Les souffles inconnus

Ce que les pédants nomment caprice, les imbéciles déraison, les ignorants hallucination, ce qui s’appelait jadis fureur sacrée, ce qui s’appelle aujourd’hui, selon que c’est l’un ou l’autre versant du rêve, mélancolie ou fantaisie, cet état singulier de l’esprit qui, persistant chez tous les poètes, a maintenu, comme des réalités, des abstractions symboliques, la lyre, la muse, le trépied, sans cesse invoquées ou évoquées, cette ouverture étrange aux souffles inconnus, est nécessaire à la vie profonde de l’art.
L’art respire volontiers l’air irrespirable. Supprimer cela, c’est fermer la communication avec l’infini. La pensée du poète doit être de plain-pied avec l’horizon extra-humain.
(…)
Donc songez, poëtes ; songez, artistes ; songez philosophes ; penseurs, soyez rêveurs. Rêverie, c’est fécondation. L’inhérence du rêve à l’homme explique tout un côté de l’histoire et crée tout un côté de l’art. (…) Seulement n’oubliez pas ceci : il faut que le songeur soit plus fort que le songe. Autrement danger. Tout rêve est une lutte. Le possible n’aborde pas le réel sans on ne sait quelle mystérieuse colère. Un cerveau peut être rongé par une chimère.

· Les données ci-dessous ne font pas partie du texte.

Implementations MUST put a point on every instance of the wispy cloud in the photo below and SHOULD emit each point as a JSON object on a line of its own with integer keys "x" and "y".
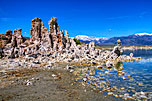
{"x": 119, "y": 17}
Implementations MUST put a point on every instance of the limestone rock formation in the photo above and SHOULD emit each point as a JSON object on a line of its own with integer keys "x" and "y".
{"x": 118, "y": 49}
{"x": 17, "y": 38}
{"x": 51, "y": 43}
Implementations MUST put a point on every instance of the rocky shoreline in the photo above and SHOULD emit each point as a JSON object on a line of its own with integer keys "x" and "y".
{"x": 44, "y": 55}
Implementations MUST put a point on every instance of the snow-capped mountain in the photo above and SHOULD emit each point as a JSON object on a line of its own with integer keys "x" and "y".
{"x": 87, "y": 39}
{"x": 135, "y": 39}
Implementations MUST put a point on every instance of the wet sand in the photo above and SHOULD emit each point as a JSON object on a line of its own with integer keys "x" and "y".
{"x": 45, "y": 85}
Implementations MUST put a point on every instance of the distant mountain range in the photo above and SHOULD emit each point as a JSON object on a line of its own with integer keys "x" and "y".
{"x": 87, "y": 39}
{"x": 136, "y": 39}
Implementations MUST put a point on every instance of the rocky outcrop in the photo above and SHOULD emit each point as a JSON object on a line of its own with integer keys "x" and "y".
{"x": 52, "y": 43}
{"x": 118, "y": 49}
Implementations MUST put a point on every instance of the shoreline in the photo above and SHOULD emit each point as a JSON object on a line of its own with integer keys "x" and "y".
{"x": 19, "y": 84}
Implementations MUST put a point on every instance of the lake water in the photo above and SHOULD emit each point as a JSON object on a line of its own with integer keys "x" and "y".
{"x": 126, "y": 79}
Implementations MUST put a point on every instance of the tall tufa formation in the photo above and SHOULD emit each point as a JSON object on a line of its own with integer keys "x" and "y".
{"x": 36, "y": 29}
{"x": 17, "y": 38}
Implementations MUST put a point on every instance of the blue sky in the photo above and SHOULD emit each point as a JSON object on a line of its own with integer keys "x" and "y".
{"x": 101, "y": 18}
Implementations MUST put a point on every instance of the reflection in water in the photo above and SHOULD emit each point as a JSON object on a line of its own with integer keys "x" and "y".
{"x": 116, "y": 81}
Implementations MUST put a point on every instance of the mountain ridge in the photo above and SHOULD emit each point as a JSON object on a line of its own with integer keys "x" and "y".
{"x": 135, "y": 39}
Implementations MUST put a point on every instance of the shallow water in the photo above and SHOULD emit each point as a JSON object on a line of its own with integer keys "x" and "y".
{"x": 125, "y": 79}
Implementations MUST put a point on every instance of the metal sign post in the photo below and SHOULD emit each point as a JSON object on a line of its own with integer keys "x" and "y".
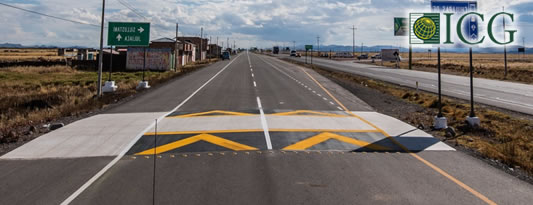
{"x": 472, "y": 119}
{"x": 440, "y": 121}
{"x": 130, "y": 34}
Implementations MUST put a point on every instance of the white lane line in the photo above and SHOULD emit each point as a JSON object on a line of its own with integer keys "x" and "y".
{"x": 121, "y": 154}
{"x": 264, "y": 124}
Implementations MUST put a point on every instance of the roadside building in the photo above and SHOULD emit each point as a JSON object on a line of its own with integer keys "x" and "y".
{"x": 200, "y": 52}
{"x": 214, "y": 51}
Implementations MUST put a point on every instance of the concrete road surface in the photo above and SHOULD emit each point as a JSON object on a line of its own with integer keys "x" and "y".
{"x": 253, "y": 130}
{"x": 507, "y": 95}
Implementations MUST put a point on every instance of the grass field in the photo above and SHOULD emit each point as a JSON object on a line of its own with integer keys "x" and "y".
{"x": 501, "y": 136}
{"x": 28, "y": 54}
{"x": 37, "y": 95}
{"x": 490, "y": 66}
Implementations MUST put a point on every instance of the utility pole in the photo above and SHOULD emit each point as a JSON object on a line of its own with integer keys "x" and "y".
{"x": 318, "y": 45}
{"x": 353, "y": 45}
{"x": 177, "y": 50}
{"x": 504, "y": 48}
{"x": 100, "y": 60}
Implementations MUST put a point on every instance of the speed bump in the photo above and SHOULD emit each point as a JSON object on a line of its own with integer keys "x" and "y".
{"x": 317, "y": 139}
{"x": 201, "y": 137}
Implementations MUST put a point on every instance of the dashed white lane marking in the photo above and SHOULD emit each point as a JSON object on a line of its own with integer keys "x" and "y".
{"x": 297, "y": 81}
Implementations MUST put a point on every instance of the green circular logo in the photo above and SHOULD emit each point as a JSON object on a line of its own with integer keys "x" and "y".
{"x": 425, "y": 28}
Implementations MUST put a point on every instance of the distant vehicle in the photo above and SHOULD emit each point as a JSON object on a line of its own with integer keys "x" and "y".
{"x": 226, "y": 55}
{"x": 293, "y": 53}
{"x": 362, "y": 56}
{"x": 275, "y": 50}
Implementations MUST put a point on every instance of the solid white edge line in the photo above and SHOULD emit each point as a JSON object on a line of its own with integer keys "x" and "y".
{"x": 264, "y": 124}
{"x": 118, "y": 157}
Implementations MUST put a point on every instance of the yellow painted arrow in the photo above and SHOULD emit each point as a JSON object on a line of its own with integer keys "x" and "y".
{"x": 205, "y": 137}
{"x": 210, "y": 113}
{"x": 317, "y": 139}
{"x": 308, "y": 112}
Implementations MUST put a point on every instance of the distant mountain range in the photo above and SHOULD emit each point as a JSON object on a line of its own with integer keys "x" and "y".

Victor HUGO, Le promontoire du songe

Le rêve

(la plupart de nos rêves ne possèdent qu’une plénitude close. Désagréables ou heureux, leurs énigmes ont une sorte de suffisance dans laquelle nous pouvons sans fin nous tourner et retourner sans que rien ne change dans notre vie. Mais parfois, en des nuits très rares, il arrive qu’un songe constitue l’une de nos heures essentielles, qu’il éclaire, sans la moindre démonstration, le chiffre de nos jours, qu’il nous transporte là où notre désir d’infini et la conscience de notre finitude ne sont qu’un, là où les préoccupations de la vie usuelle, téléguidée et partant de faux maître, nous interdisent bien souvent de nous tenir : en notre âme même.)

Pascal RIOU, En notre âme même, Conférence n°22

Routes

Suivre un trajet est, je crois, le mode fondamental que les êtres vivants, humains et non humains, adoptent pour habiter la terre. (…)

Chez les Inuits, il suffit qu’une personne se mette en mouvement pour qu’elle devienne une ligne. Pour chasser un animal, ou retrouver quelqu’un qui s’est peut-être perdu, les Inuits tracent une piste linéaire dans l’étendue et se mettent en quête d’indices menant à une autre piste jusqu’à atteindre le but recherché. Le pays entier est donc perçu comme un entrelacs de lignes et non comme une surface continue.

Tim INGOLD, Une brève histoire des lignes, Z/S

Les routes aux États-Unis suivent souvent le tracé d’anciennes pistes indiennes, et même certaines rues des grandes villes dont Broadway est l’exemple le plus célèbre. (…) Les Américains ont d’ailleurs ce qu’on peut appeler une « culture » de la route qui nous est inconnue en Europe (…). Il semblerait (…) que les grands sentiers de migrations indiens étaient tracés par les bisons. Les Indiens de toutes façons se déplaçaient beaucoup et facilement : ils pouvaient se dérouter au moindre prétexte — la visite d’un ami, une fête, un raid sur un village voisin. Les sentiers étaient de différents types avec des fonctions précises : celui qui mène aux champs, celui qui conduit au monde extérieur et puis aussi le fameux « sentier de la guerre » qui existait vraiment.

Gilles A. TIBERGHIEN, Notes sur la nature, la cabane et quelques autres choses

Voir aussi, sur une autre page, Mémoires indiennes.

Le rythme – la cadence – le temps

Rythme, cadence. Le rythme est de l’ordre de la figure fluide, de la poussée, du pulsionnel ou du pulsatif, du pouls. La cadence, de l’ordre du battement, de la battue des temps, de la montre. Le continu et le discontinu du temps, ou bien le temps/les temps.